Türkiye İran İslam Cumhuriyetinin Suriye politikasını bu defa itiraf etti ve Davutoğlu: “İran, İsrail karşısında güçlü bir Suriye istiyor” dedi.

Davutoğlu komik bir şekilde sanki Suriye yönetimini yıkıp bölgeyi paramparça edecek gruplara destek olmuyormuş gibi bir de Sykes Picot anlaşmasından dert yandı.

Türkiye Yönetimi aynı şekilde başına buyruk adımlar atmaya çalışan ve Amerika’ya has uşaklık yapıp bağımsızlık açıklamalarına Siyonist İsrail’in bizzat destek verdiği Kuzey Irak yönetimini gasbetmiş Barzani ile her türlü ilişkiyi kurup, merkezi Irak Yönetiminden izinsiz petrol ticareti bile yaparak bu ülkenin de parçalanmasına ön ayak olarak Sykes Picot’un fahri uygulayıcısı oldu.

Peki Türkiye Bu Açıklamayı Yapana Kadar Suriye’de Neler Olmuştu?

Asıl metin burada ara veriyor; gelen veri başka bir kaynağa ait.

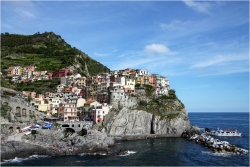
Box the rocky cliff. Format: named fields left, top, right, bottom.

Siyonist İsrail’in karşısında dimdik duran tek Arap Yönetimi olan Suriye devletini yıkma oyunları Büyük Ortadoğu Projesine yani aslında Büyük İsrail Projesine alet olan Türkiye gibi devletleri akan kanın her damlasında sorumlu kıldı.

İran İslam Cumhuriyetine Suriye savaşı üzerinde mezhep fitnesi de kullanılarak satılmış medya aracılığı ile toplu karalama faaliyetlerine start verildi.

Bugüne kadar Siyonist İsrail ve Emperyalist Amerika’ya karşı bir tavır takınmamış, katliamlarına ses çıkarmamış hatta bunlara alet-müttefik-ortak olmuş ülkeler bir anda Suriye Yönetimini yıkmak için sıraya girdi.

Kendileri adi birer krallık olan ve zulmün her türlüsünü halkına reva gören Arap Kralları sahipleri olan Amerika’ya bugüne kadar olmadıkları kadar sadık uşaklı etme gayretine büründü.

Onlarca yıldır El-Kaide benzeri temele sahip grupların katliam-tekfir zihniyeti ile özel olarak yetiştirilen ve kandan beslenen sözde Muhalif Tekfirci Gruplar yalancı özgürlük naraları ile Suriye halkının üzerine akın akın saldırmaya başladı.

Bu fitne ateşinde en aktif ülkelerden biri de Amerika’nın güncel Ortadoğu savaşlarının zeminini oluşturduğu Büyük Ortadoğu Projesine yani BOP’a gönüllü eşbaşkanlık eden Türkiye yönetimi oldu.

Türkiye Yönetimi Suriye’ye kan akıtmaya giren Tekfirci Grupların ana giriş kapısı olma “ONURUNU!” üzerine alma yolunda kimseyi kendine rakip görmeyeceğini gösterdi.

Türkiye de dahil olmak üzere Filistin Direnişi ve diğer mazlum halklara bir kurşun bile vermeyen Arap Rejimleri gibi yönetimler, Siyonist Yetkililerin bizzat açıkladığı gibi Siyonist İsrail’i tarihinde olmadığı kadar rahatlattı.

Ancak ne planlar tuttu ne oyunlar sonuca ulaştı. Suriye Halkı devletini yalnız bırakmadığı gibi Direniş Ekseni de üzerine düşeni yaptı. Suriye Yönetimi 100 kadar ülkeden gelen sayıları belki de yüz binden fazla kan emiciye karşı dimdik ayakta durdu.